Monday, 18 November 2019

Light Energy Stored in a Battery At Last


The problem with solar power is storing it. Unless you use connection to an electricity grid, the power has to be used immediately in your watch or a road sign. Now the chemists of Ohio State University have produced the first solar battery. A solar panel allows air to enter the device through a mesh so that a titanium dioxide gauze photo electrode can combine with an oxygen electrode to charge a lithium-oxygen battery.

A triiodide/iodide shuttle is coupled with the electrodes to produce triiodide ions on the phot electrode, which oxidize lithium peroxide. This means that in layman terms, the lithium-oxygen batteries problem of over potential is overcome at last by chemical oxidization. Of course, the aim has also been to cut costs, and this has been achieved, so far by 25%. Normally there is also a loss of energy (electrons) in the transition from solar cells to external batteries. By including the battery in the cell, almost 100% of the electrons make it to the battery and recharge it.

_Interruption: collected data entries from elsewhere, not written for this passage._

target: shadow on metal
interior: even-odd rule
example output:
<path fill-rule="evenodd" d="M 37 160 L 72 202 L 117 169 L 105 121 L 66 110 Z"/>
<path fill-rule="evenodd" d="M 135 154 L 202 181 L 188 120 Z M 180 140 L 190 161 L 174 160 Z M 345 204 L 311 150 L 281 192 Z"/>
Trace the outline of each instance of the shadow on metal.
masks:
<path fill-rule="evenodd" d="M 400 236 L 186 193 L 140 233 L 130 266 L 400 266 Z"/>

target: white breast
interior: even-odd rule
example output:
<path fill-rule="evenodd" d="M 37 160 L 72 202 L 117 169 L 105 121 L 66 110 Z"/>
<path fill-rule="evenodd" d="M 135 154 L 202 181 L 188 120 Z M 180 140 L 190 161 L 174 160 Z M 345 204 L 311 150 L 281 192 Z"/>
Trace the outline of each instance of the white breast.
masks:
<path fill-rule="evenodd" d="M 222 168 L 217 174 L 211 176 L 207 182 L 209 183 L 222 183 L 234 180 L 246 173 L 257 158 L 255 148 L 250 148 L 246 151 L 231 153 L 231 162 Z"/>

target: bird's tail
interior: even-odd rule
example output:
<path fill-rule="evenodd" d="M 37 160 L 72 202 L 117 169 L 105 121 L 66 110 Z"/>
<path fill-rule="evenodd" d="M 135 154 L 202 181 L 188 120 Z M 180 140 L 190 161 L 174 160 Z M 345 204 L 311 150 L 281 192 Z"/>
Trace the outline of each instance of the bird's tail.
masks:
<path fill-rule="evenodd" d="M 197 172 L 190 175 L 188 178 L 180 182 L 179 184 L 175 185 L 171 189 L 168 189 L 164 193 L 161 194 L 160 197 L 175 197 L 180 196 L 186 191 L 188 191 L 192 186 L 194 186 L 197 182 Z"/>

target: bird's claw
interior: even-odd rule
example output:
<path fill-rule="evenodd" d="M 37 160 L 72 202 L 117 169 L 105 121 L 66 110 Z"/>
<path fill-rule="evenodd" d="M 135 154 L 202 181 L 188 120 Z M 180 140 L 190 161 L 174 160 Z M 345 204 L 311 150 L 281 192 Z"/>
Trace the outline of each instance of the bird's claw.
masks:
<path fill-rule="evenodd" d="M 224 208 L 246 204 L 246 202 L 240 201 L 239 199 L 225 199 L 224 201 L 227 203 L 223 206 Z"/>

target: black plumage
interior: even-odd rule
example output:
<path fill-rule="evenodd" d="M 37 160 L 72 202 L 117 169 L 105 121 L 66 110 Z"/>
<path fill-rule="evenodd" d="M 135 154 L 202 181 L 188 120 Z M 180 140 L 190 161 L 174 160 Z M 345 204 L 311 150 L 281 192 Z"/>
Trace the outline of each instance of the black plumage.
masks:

This is a breathing battery, according to Professor Wu, the professor of chemistry and biochemistry at the university. It even breathes out when it breaks down lithium peroxide into the metal. The titanium gauze has 200-micrometer holes with rods of titanium dioxide grown across them like grass b lades. Oxygen from the air can easily pass through. The lithium part of the battery is a thin plate, underneath a porous carbon sheet and layers of iodide electrolyte.

By charging the battery and discharging it, the team could assess battery life by using X-ray photoelectron spectroscopy. With a rusty coating of hematite (iron oxide) as a semiconductor on the mesh, the battery achieved a normal rechargeable battery life. With new materials being installed as cheap as that, we can expect even more economical and efficient ways of grabbing the Sun’s light and using it throughout industry as our chief energy source in everything possible.

Mingzhe Yu, Xiaodi Ren, Lu Ma and Yiying Wu wrote the paper in Nature Communications as- Integrating a redox-coupled dye-sensitized photo electrode into a lithium oxygen battery for photo assisted charging

We believe they’ve achieved a truly memorable breakthrough here and hope they will continue to enhance our surge for taking up renewable energies. Ways of extracting the vast potential of the Sun can even stretch either to hydrogen production, using photosynthetic techniques or as in this earlier French production technique - using simple copper oxide.